SPORTS

  /  

September 21, 2009

Maroons target elusive UAA crown

[img id="77810" align="alignleft"]

If there’s one date circled on your copy of the women’s soccer schedule, make it Saturday, November 7, the day of the Wash U game (though if you can circle two, the match with Wheaton—who opened this season ranked second nationally—on the first day of classes is a solid choice).

Still, the date with the rival Bears is the one to watch. Wash U is the three-time defending UAA Champion, and the Maroons, who are perennially among the Association’s top squads, are coming up on 10 years without winning the conference. A win over Wash U could sew up a UAA title, one accolade Chicago’s otherwise-accomplished fourth-year class is still missing.

Of course, there’s a lot of soccer to be played before Wash U arrives in Hyde Park, and a UAA title takes a lot more than a single win. But this is an impressively talented Chicago team, one that can certainly put together a UAA-winning season.

That the Maroons are so strong this season is almost surprising, given all the talent they lost last season. Playmakers like Siggy Nachtergaele, Olivia Ndyabagye, Anne Scherer, and Polly Cline, who contributed so much to the Maroon’s Sweet Sixteen run a year ago, are gone; in their stead is a nine-player class of fourth-years, which forms the bulk of the squad that UAA coaches selected as the preseason favorite to win the conference.

“With nine seniors, we have great leadership and the tenacity to meet all our goals this season,” fourth-year defender Kaitlin Meyer said.

Among the fourth-years are forward Brooke Bontz, midfielder Claire Gill, and defender Claire Denz, three of Chicago’s top four in points last year.

The “same old Maroon-style soccer,” as fourth-year midfielder Katie Klamann called it, is heavy on winning 50-50 balls and consistent defense in all phases on the field; rather than producing high-scoring strikers, the team’s approach creates opportunities for a number of players on the pitch.

Drawbacks to not having a go-to goal scorer can arise, as they did in 1–0 loss to a weaker Brandeis team last October.

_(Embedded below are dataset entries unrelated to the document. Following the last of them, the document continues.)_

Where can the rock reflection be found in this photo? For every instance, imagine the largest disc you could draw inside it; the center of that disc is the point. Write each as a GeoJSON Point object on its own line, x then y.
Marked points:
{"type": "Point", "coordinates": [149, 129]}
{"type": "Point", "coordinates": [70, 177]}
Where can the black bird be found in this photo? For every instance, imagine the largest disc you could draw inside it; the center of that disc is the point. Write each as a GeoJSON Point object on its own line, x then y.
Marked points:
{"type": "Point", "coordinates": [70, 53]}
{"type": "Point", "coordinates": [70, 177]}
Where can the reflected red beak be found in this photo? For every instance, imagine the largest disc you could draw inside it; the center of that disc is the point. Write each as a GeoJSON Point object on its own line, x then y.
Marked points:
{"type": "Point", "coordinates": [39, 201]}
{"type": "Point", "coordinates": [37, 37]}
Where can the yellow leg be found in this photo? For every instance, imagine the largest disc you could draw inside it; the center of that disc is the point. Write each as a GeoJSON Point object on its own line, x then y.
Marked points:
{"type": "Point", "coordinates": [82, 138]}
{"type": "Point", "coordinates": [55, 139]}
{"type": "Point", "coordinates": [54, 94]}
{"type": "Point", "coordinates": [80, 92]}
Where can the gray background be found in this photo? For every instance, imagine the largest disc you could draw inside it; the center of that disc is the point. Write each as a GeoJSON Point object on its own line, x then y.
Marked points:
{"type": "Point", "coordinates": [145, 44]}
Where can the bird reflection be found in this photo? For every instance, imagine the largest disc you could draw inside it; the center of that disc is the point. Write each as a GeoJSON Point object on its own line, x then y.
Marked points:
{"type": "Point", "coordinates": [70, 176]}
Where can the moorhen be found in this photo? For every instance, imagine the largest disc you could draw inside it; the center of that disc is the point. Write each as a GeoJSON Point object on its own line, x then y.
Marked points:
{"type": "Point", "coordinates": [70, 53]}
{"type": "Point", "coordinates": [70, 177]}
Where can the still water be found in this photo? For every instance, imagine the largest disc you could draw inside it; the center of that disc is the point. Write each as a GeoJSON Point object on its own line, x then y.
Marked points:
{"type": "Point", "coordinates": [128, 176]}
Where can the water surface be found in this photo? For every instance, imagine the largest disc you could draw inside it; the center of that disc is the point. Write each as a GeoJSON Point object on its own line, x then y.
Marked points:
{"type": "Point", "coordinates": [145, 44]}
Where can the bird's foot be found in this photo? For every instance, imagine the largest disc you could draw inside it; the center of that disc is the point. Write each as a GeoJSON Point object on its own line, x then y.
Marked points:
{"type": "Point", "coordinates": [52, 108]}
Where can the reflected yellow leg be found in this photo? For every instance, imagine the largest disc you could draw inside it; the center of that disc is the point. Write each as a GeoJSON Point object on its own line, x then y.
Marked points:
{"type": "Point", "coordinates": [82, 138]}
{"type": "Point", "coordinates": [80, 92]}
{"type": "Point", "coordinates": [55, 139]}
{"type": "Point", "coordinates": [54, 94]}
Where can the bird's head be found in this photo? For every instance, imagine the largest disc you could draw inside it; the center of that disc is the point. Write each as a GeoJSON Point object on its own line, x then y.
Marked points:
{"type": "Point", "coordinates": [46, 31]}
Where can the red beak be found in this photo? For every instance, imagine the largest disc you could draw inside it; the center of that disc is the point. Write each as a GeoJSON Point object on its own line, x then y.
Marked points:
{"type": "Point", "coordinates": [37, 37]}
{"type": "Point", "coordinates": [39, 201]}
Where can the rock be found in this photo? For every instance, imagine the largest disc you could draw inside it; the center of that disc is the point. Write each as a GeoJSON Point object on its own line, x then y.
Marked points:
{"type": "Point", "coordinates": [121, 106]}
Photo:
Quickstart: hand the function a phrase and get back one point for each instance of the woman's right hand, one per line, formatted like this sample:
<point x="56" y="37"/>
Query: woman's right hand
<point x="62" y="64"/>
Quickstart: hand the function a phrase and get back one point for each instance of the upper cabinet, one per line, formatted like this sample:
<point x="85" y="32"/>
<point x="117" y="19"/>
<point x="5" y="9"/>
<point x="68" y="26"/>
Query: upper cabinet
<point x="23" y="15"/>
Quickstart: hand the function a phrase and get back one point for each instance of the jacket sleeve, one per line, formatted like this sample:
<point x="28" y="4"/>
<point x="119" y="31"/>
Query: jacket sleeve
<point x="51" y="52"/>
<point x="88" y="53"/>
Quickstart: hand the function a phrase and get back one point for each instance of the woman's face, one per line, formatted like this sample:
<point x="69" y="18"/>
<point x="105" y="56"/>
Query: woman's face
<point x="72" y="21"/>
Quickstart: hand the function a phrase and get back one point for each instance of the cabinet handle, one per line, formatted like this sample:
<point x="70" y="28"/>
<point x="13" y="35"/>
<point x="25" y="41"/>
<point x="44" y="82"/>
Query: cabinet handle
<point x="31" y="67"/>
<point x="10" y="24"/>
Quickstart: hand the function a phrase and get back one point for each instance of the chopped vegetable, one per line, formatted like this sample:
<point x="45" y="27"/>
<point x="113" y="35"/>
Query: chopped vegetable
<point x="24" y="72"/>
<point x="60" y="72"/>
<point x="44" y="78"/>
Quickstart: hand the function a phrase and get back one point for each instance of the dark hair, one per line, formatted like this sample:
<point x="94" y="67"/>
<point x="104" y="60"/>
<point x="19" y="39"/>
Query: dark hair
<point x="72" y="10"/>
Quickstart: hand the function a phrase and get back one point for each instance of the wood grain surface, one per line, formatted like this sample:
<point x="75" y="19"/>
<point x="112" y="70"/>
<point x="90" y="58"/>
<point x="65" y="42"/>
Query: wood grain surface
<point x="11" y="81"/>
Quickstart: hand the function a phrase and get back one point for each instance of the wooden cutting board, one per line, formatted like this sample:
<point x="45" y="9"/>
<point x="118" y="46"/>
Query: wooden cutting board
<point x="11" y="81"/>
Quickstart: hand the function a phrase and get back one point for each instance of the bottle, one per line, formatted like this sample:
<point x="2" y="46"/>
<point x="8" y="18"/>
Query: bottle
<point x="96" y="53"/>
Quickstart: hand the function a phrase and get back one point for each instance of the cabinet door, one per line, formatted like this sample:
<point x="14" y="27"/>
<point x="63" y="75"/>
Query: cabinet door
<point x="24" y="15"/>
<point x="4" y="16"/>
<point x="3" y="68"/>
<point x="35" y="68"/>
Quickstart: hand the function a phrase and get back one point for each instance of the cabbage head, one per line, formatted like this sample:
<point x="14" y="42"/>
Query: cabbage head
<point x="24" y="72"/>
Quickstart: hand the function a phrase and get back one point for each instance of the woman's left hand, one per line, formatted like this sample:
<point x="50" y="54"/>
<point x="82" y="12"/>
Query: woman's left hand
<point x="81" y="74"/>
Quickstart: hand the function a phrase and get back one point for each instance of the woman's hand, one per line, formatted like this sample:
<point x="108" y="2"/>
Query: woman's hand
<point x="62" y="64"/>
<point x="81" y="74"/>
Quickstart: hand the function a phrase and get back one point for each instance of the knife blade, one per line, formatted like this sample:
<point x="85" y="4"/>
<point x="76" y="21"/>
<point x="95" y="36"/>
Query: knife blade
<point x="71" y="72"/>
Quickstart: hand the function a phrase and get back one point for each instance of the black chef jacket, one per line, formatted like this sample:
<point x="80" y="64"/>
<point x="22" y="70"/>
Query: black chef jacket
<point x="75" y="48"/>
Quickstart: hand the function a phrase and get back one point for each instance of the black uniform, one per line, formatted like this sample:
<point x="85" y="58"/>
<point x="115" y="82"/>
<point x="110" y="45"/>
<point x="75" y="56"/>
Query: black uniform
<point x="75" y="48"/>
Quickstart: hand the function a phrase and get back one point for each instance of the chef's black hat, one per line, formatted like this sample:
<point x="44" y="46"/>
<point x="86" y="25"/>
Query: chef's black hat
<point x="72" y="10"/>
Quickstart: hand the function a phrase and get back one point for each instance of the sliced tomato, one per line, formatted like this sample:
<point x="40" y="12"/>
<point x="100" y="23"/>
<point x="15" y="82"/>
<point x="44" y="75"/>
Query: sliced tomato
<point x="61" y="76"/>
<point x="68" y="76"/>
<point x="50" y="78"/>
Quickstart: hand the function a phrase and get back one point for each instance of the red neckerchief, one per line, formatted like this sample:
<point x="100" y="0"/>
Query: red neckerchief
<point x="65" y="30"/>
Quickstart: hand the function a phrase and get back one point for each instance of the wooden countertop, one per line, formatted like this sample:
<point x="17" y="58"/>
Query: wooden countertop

The Maroons overwhelmed the Judges for most of the game, but could never connect on offense and let the contest slip away.

The rapport among the Maroons’ fourth-years and other upperclassmen should help prevent another outing like that Brandeis game, when the team missed on so many close calls. And when Chicago does have to rely upon its defense, they’ll be glad to have second-year Emma Gormley back in goal. Gormley began the 2008 season as a starter before being sidelined with a shoulder injury.

And ultimately, if the Maroons are to pick up the UAA hardware this season, it will be a matter of consistency, of beating the Brandeises on nights when Chicago shots are hitting the crossbar instead of the back of the net. Ultimately, winning the UAA isn’t about beating Wash U. With all the numbers surrounding that looming matchup—three straight titles for the Bears, nine years without one for Chicago—the number that mattered most in recent years has been Wash U’s, and the Maroons seem to have it.

Chicago has beaten Wash U two years in a row, and still the Bears were UAA champs.

Chicago has the players to beat the Bears again this year. And with the talent of the 2009 Maroons, this could finally be the year that winning the Wash U game means winning the UAA as well.